Slackware is, as you may know, a very simple system. Being simple doesn't mean it's simple to use. On the contrary, a system with a simple design and simple tools usually requires the user to do more things to achieve a goal. The advantage of a simple design is that it's easier to understand if you want to know how your system works, and sometimes it's also more stable and has less bugs. As part of its simple design, the package manager in Slackware is also very simple, and its packages are also very simple. Slackware packages are tarballs (again, something like ZIP files) that, if extracted in the right place, will populate the system with the package files, and it also holds some special files with information about the package itself. As they are simple tarballs, Slackware doesn't try to hide this fact, and Slackware packages have the tgz extension (short for tar.gz), contrary to other systems in which packages have a special extension to make it clear that they are packages, like rpm or deb.

This is not a problem, but sometimes this confuses novice users. They go to the program webpage and download the program source code in a tarball (usually a file with tar.gz extension) and think "Hey, if Slackware packages are tarballs and this is a tarball, I'm going to install this file with the package manager". Wrong! Even when the package manager complains that the package name does not end in tgz but on tar.gz, they many times rename the file and try again. Those are two mistakes in a row. The package manager will try to extact the tarball contents to that special location we mentioned earlier and nothing will happen, as the files inside the tarball are not structured as they need to be, but this is the small problem.
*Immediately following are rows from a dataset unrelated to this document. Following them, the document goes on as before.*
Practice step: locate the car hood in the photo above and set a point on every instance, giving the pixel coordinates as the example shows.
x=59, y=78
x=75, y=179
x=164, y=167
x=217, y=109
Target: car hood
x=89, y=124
The big one is that what you are trying to install is the source code of the program, and not the program itself! Remember, you need to compile it first in the majority of cases.

Under Slackware, you should first check if there is an official package for the program. If there is not, you could try to to download a ready to use package from a place or someone you trust. Else, you could compile the program yourself and create a package for it, and then install the package. The compilation and package creation can be automated sometimes for ease of use, for example using SlackBuild scripts.